The ruling was handed down after a five-year investigation concluded that Microsoft had taken advantage of its dominant position to damage rivals who offered server software and media player programs.
Forrester said Microsoft's server software was compatible with products made by other companies, such as those from Novell and Sun and using Linux and UNIX-based servers.
Microsoft executive John Shewchuk gave a presentation that showed the company's contention that server compatibility was a reality and worked with the Windows operating system, which runs on 95 percent of the world's personal computers.
"Microsoft spends an enormous amount of effort attempting to achieve interoperability," he said.
Lawyers for both Microsoft and the commission will expound on why the ruling should be lifted, or left unchanged, using evidence from IBM Corp., Novell Inc., Oracle Corp. and Sun Microsystems Inc. on systems compatibility.
None of those companies is currently involved in the legal battle, although they are members of two broad industry coalitions - the ECIS and the Software & Information Industry Association - that have backed the commission.
In a new complaint filed in February, ECIS said times have changed, but Microsoft's behavior has not. It claimed Microsoft is up to the same tricks - but on a wider scale.
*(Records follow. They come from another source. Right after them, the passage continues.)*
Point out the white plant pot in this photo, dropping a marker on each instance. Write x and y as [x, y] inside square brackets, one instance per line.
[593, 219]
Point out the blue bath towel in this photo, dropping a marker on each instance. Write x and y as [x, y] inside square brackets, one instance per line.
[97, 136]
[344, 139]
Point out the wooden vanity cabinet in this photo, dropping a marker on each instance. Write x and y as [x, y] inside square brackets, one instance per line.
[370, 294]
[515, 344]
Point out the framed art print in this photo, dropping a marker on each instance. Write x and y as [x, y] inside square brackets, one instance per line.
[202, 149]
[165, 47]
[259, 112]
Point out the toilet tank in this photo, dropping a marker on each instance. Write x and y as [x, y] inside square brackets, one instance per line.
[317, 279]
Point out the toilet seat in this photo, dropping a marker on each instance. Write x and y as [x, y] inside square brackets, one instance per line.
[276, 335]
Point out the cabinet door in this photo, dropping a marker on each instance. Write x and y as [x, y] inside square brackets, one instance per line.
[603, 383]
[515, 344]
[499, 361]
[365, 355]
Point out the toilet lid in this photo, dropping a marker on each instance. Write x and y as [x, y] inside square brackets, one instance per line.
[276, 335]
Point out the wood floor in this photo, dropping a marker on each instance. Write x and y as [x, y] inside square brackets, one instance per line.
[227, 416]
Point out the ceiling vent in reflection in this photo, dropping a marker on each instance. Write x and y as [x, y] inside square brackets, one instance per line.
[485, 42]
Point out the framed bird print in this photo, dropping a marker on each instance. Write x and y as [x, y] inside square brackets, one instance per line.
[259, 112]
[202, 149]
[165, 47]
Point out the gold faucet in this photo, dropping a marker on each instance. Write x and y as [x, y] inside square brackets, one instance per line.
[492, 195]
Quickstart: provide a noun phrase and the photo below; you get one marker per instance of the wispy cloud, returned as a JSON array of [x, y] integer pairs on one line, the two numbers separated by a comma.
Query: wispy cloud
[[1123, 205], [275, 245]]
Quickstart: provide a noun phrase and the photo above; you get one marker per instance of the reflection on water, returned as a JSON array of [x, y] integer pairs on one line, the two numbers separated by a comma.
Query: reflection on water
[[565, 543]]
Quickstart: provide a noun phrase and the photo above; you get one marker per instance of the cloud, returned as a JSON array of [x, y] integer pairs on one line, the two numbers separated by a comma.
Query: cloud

Wednesday's focus differs from the first two days of the five-day hearings. On Tuesday, the company brushed off the claims that it tried to squeeze competitors, including RealNetworks Inc., out of the streaming media market.
Instead, it argued before the 13 judges of the Court of First Instance that it merely added extra functions to its operating systems to meet likely demand from consumers - part of a natural process of evolution in the technology sector.
While a court decision on the ruling is not due for months, a decision backing the commission could force Microsoft to change the way it does business in the future and endorse the EU's ability to hold back aggressive corporate behavior.